The chairpersons recommended that a limited number of substantive topics be selected for discussion at future meetings with UN departments, specialized agencies, funds, programmes and mechanisms, national human rights institutions and non-governmental organizations concerning the national-level implementation of treaty body recommendations.
It was also recommended that the Office of the High Commissioner for Human Rights explore ways of financially supporting the presence of special procedure mandate-holders at treaty bodies sessions and other opportunities for dialogue. The Chairpersons felt there was a need for closer cooperation with the Sub-Commission on the Promotion and Protection of Human Rights, including the possibility of treaty bodies proposing to the Sub-Commission topics within their respective mandates, which would benefit from in-depth research.

The Right to Adequate Housing
MILOON KOTHARI, Special Rapporteur of the Commission on Human Rights on the right to adequate housing, said that in setting out the framework of his work, he had called for the examination of a range of issues related to adequate housing, including gender discrimination, land access to potable water, issues of economic globalization and its compatibility with human rights, the international cooperation dimension, forced evictions and poverty, and global social policies and their interface with human rights.
Mr.
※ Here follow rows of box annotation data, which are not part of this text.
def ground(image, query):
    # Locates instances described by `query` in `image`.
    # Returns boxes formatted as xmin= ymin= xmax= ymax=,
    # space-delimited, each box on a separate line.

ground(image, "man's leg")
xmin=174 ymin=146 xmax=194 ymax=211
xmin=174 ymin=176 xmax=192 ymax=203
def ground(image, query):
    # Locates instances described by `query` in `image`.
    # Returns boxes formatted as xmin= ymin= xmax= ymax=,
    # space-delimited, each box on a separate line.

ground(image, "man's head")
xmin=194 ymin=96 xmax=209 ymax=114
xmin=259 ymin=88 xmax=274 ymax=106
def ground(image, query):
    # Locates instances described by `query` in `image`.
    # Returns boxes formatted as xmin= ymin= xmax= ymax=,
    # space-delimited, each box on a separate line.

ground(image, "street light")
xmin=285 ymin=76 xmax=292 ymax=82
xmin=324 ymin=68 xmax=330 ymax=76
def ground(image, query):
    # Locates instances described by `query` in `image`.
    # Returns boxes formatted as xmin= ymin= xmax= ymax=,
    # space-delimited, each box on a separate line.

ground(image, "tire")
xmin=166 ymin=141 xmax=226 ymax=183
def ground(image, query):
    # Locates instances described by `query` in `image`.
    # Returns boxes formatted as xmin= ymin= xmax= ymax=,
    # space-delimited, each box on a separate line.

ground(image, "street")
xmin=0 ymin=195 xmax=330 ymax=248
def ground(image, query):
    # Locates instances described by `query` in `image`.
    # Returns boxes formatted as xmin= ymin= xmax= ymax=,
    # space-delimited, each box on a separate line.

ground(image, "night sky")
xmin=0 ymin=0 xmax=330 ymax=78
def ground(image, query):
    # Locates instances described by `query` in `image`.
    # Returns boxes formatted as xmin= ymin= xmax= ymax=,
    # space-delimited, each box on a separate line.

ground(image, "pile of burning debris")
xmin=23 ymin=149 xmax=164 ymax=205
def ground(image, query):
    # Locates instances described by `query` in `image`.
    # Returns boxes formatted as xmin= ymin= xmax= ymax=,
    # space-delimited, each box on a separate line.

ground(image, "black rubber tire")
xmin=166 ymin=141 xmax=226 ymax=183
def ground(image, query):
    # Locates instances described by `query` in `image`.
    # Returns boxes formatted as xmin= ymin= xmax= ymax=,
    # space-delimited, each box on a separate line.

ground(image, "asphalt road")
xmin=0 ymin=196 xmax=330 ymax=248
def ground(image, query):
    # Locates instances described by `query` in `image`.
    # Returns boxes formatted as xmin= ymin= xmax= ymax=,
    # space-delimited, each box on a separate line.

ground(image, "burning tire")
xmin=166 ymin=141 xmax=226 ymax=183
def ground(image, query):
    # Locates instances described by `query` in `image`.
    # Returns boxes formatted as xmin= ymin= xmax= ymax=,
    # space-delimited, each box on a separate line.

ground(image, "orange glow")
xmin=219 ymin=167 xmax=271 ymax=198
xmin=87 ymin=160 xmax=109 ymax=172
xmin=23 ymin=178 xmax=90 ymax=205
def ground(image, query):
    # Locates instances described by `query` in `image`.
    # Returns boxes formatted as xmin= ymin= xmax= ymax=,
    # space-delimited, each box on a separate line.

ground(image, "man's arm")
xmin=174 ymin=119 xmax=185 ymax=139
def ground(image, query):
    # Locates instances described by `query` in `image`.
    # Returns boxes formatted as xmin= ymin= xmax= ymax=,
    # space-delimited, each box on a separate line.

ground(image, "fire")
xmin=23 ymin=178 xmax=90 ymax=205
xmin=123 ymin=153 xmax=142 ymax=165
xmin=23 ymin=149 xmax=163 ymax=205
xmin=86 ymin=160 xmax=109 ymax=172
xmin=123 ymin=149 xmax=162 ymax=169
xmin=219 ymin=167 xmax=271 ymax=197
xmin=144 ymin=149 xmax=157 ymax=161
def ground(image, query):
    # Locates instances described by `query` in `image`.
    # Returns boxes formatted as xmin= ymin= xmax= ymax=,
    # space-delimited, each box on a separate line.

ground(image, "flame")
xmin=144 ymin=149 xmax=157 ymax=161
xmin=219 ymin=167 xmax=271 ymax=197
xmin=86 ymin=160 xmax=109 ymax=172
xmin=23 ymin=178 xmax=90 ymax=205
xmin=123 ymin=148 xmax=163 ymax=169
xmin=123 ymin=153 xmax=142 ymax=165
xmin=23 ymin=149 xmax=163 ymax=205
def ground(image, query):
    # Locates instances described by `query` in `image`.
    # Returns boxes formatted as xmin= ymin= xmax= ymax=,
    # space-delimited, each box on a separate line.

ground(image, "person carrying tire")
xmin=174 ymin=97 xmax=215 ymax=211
Kothari said that his mission had taken him to Romania and Mexico where he observed the various factors affecting the right to adequate housing. In Romania he observed the lack of heating in many houses. In Mexico, he visited the Chiapas region where he saw the housing conditions of the indigenous population. At the beginning of the year, he had visited the occupied Palestine and observed how the right to adequate housing had affected the Palestinian people through dispossession. Next year, he was scheduled to visit Kenya, Brazil and Peru, among others.
He had suggested to States to take affirmative measures concerning minority and indigenous peoples; and to pay particular attention to women and other vulnerable groups in the society. The institutionalisation of the right to housing was also recommended to States.
Mr. Kothari said that in his report to the Commission, he recalled the need for a broad interpretation of the right to adequate housing as contained in the international legal instruments, keeping in view the indivisibility and interrelatedness of all human rights.
Asked about the justiciability of the right to adequate housing, Mr. Kothari said that more and more cases in many countries were presented to courts with regard to the right to housing.
He said that the process of privatisation had created discrimination and had affected many people's right to adequate housing.